Air conditioners and heat pumps often have “crankcase heaters” (also called “sump heaters”). Their purpose in life is to protect the compressor from refrigerant “migration” during off-cycle conditions when the compressor becomes cooler than other components in the system, causing refrigerant to condense in the compressor. Refrigerant can also migrate to the compressor when it isn’t cooler than other components because oil in a compressor sump absorbs refrigerant. Gravitational drainback of refrigerant to a compressor is another way for liquid refrigerant to fill an oil sump. Liquid refrigerant damages compressors directly, breaking pistons and valves. Excess refrigerant in a compressor’s oil sump also lowers lubricant viscosity, causing “scuffing” between sliding surfaces in the compressor.
Ironically, crankcase heaters are notorious for failing. Heat pumps can be designed to be tolerant of refrigerant migration, eliminating the need for crankcase heaters, so why aren’t they? Heat pumps with sump heaters are vestiges of older designs or old designers. Modern heat pumps should take advantage of refrigerant tolerant compressor technologies (eg, scroll compressors), compressor speed (inverter drive) control, digital refrigerant controls, and smaller heat exchanger tubing (eg, aluminum microchannels and 5mm diameter tubing). Many of these new technologies reduce unit cost and improve system efficiency, as seen in today’s very high efficiency mini-split heat pumps.
Crankcase heater energy is not included in yellow tag efficiency labels (see Figure 1). With a crankcase heater, the HSPF (Heating Seasonal Performance Factor) is actually 0 on days without heat pump operation! Today’s high performance homes are more susceptible to crankcase heater standby energy losses because heat is not needed until outdoor temperatures drop below 40 to 50F. Some sump heaters have temperature controls that activate the heater when outdoor temperatures are between 60 to 70F, while some heaters are always active whenever the compressor is inactive.
Residential heat pump crankcase heaters range from 40 to 70W of power. The amount of active heater time will vary depending on climate and home heating needs. For a high performance house that does not need significant heat until outdoor temperatures drop below 40F, as much as 2400 annual hours are at temperatures in the 40 to 65F range in northern tier climates while 700 to 1000 hours occur in milder, southern climates. A 70W heater active for 2000 hours per year would use 140kW-hours of electricity, or about $17, which is about half the energy used by a refrigerator and is sufficient for driving an electric vehicle 500 miles. An idle heat pump could potential use 4 times this energy per year (8000 hours).
Identifying heat pump units with crankcase heaters is not straightforward. Product brochures do not have heater details, however the Technical guide specifications typically do contain sump heater information. Figure 2 displays a component specification table from the Trane XR14 economy heat pump guide that showing none of the XR14 models have crankcase heaters.

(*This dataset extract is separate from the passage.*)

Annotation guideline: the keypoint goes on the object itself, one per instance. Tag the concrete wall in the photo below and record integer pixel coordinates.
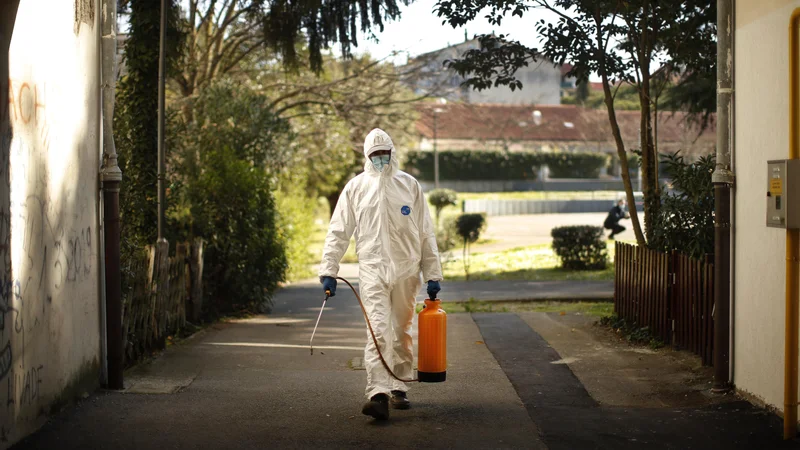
(49, 297)
(761, 134)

Figure 3 shows a similar technical specification guide for Trane’s high end XL20i series heat pumps, which conversely all contain crankcase heaters. Interestingly, Trane’s high end heat pumps are all inverter-drive, scroll compressors which tend to tolerate refrigerant migration.
We don’t want you to think we are picking on one company. Trane manufactures high quality equipment and is a leader in technology development. We can show the same with many other heat pump manufacturers. York, another manufacturer of high quality HVACR equipment, has similar product offerings and further demonstrates the confusing nature of crankcase heaters.
Figure 4 is the technical specification guide for York’s economy LX heat pump series. The specification guide table lists crankcase heaters for intermediate capacity heat pumps with “reciprocating” (piston) compressor, but no heaters for the 1 ½ ton (18,000Btu/h) and 5 ton (60,000Btu/h) scroll compressor models.
Figure 5 shows the technical specification for York’s premium Affinity heat pumps, listing crankcase heaters for all models even though all units use scroll compressors. It’s confusing!
The bottom line is to be aware of crankcase heaters, and that you can find models at all capacities that do not use crankcase heaters. Perhaps 140kW-hours per year of unneeded energy use doesn’t sound that bad, but over a heat pump’s lifetime, this energy might have provided 10,000 miles of EV driving.